College of Information Engineering, Shanghai Maritime University, 1550 Haigang Ave., Shanghai 201306, China.
Comput Math Methods Med. 2020 May 5;2020:8153295. doi: 10.1155/2020/8153295. eCollection 2020.
Extracting massive features from images to quantify tumors provides a new insight to solve the problem that tumor heterogeneity is difficult to assess quantitatively. However, quantification of tumors by single-mode methods often has defects such as difficulty in features extraction and high computational complexity. The multimodal approach has shown effective application prospects in solving these problems. In this paper, we propose a feature fusion method based on positron emission tomography (PET) images and clinical information, which is used to obtain features for lung metastasis prediction of soft tissue sarcomas (STSs). Random forest method was adopted to select effective features by eliminating irrelevant or redundant features, and then they were used for the prediction of the lung metastasis combined with back propagation (BP) neural network. The results show that the prediction ability of the proposed model using fusion features is better than that of the model using an image or clinical feature alone. Furthermore, a good performance can be obtained using 3 standard uptake value (SUV) features of PET image and 7 clinical features, and its average accuracy, sensitivity, and specificity on all the sets can reach 92%, 91%, and 92%, respectively. Therefore, the fusing features have the potential to predict lung metastasis for STSs.

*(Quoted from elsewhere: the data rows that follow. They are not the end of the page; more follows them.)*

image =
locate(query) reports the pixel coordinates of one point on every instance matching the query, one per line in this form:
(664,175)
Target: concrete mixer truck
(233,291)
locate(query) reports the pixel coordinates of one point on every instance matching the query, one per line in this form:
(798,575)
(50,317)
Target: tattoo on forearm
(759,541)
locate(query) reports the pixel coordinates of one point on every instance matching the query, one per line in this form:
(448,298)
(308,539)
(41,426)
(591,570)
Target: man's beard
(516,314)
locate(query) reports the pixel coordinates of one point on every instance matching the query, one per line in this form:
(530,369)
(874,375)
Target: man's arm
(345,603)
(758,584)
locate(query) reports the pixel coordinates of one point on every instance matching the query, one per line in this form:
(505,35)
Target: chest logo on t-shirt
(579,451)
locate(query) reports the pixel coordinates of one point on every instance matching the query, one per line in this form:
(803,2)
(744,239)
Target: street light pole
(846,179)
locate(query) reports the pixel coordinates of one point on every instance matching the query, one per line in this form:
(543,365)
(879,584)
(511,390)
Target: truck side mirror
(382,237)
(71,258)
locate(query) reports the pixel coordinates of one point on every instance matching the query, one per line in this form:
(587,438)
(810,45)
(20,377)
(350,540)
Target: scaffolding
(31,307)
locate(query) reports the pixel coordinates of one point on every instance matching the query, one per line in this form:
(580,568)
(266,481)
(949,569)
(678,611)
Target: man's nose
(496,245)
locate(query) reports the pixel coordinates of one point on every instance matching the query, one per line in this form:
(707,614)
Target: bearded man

从图像中提取大量特征来量化肿瘤,为解决肿瘤异质性难以定量评估的问题提供了新的思路。然而,单模态方法对肿瘤的定量往往存在特征提取困难、计算复杂度高等缺陷。多模态方法在解决这些问题方面表现出了有效的应用前景。本文提出了一种基于正电子发射断层扫描(PET)图像和临床信息的特征融合方法,用于获取软组织肉瘤(STS)肺转移预测的特征。采用随机森林方法通过消除不相关或冗余特征来选择有效特征,然后将其与反向传播(BP)神经网络结合进行肺转移预测。结果表明,使用融合特征的模型的预测能力优于仅使用图像或临床特征的模型。此外,使用 3 个 PET 图像标准摄取值(SUV)特征和 7 个临床特征可以获得良好的性能,在所有数据集上的平均准确率、敏感度和特异度分别可达 92%、91%和 92%。因此,融合特征有可能用于预测 STS 的肺转移。